Os dias seriam infinitos. O sol raiaria a cada dia. Os nossos corpos não seriam decadentes. Nós seríamos imortais. Sem mortes ou perdas. Quão magnífico! Ou não. Então e o resto? E as razões que nos fazem acordar, seguir, tentar e continuar? O que nos faria querer mais um dia, se os dias fossem infinitos? Não diríamos ou faríamos coisa alguma, se houvesse tempo de sobra para tal, pois não? Quero dizer, não é exatamente essa a magia da vida? Não é o saber que não haverá outra oportunidade, outro dia, outro tempo, outra chance que nos faz lutar pela vida? Não é isso que nos motiva a ser? E imagina como seriam os nossos dias: sem fim. O tédio, o déjà vu. A felicidade não seria tão pura, o sofrimento não seria tão caro. Lidar com as emoções já é tão cansativo e perturbador, imagina como seria esmagador ter de lidar com tudo para sempre. Os momentos perderiam a sua importância. As palavras perderiam o seu significado. A efemeridade não estaria mais em nós. Nem as razões para continuar.
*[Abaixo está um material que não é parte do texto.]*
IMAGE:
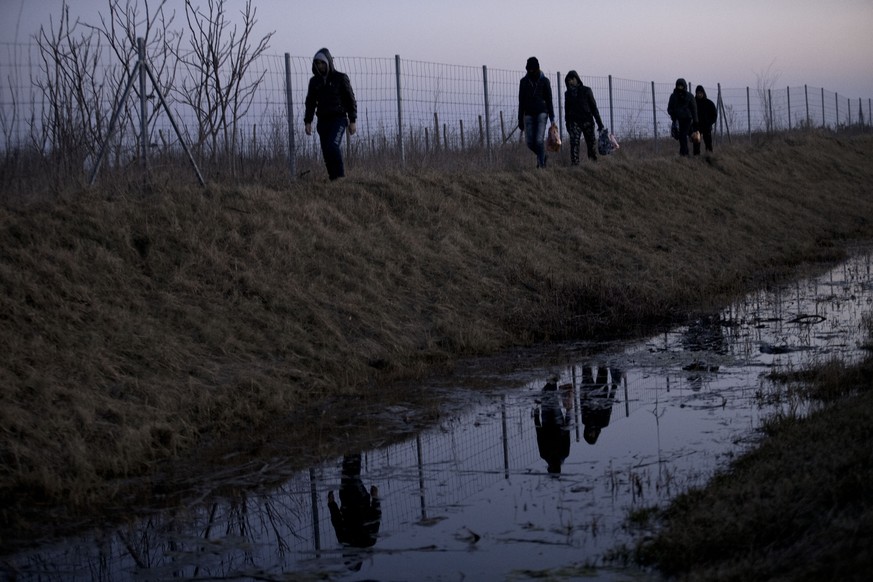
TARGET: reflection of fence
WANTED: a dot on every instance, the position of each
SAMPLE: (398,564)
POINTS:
(404,105)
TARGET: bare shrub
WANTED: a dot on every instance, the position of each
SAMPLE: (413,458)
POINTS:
(217,84)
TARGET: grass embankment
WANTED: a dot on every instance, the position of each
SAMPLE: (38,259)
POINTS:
(136,326)
(797,507)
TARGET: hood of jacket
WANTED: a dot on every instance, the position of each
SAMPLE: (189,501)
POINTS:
(323,55)
(572,75)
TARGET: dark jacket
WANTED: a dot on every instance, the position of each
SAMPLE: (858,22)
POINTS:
(579,104)
(681,104)
(329,96)
(707,114)
(535,96)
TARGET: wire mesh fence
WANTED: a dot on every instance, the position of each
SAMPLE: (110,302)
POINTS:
(407,110)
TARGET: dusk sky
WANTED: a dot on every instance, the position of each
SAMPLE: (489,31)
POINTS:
(791,42)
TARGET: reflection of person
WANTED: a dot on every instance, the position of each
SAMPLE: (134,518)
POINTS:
(357,522)
(535,108)
(707,115)
(682,108)
(598,396)
(552,422)
(580,113)
(330,97)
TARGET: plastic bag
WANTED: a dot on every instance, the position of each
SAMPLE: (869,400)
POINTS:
(553,140)
(606,142)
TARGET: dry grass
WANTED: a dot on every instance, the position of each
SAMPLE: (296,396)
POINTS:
(137,326)
(797,507)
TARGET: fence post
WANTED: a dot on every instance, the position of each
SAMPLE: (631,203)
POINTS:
(487,110)
(788,98)
(289,100)
(143,112)
(824,121)
(399,110)
(436,131)
(560,105)
(654,117)
(806,98)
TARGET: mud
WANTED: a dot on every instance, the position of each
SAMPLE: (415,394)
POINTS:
(528,471)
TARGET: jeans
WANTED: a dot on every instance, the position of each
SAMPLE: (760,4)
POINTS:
(330,133)
(579,130)
(684,130)
(534,135)
(706,134)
A vida é breve, sim. E, por isso, bela. A vida é motivada pelo seu próprio fim. A vida é motivada pela morte. É a morte que a torna tão especial e única. É a morte que faz com que a vida valha a pena. Se houvessem sempre mais dias, este dia não teria qualquer importância. Nem este, nem nenhum outro. É a morte e a efemeridade de tudo que me fazem acordar e pensar “vamos lá fazer o dia valer a pena”. Porque todos os dias fazem parte da nossa pequena história. É através do nosso curto tempo neste mundo que temos a oportunidade de fazer a diferença.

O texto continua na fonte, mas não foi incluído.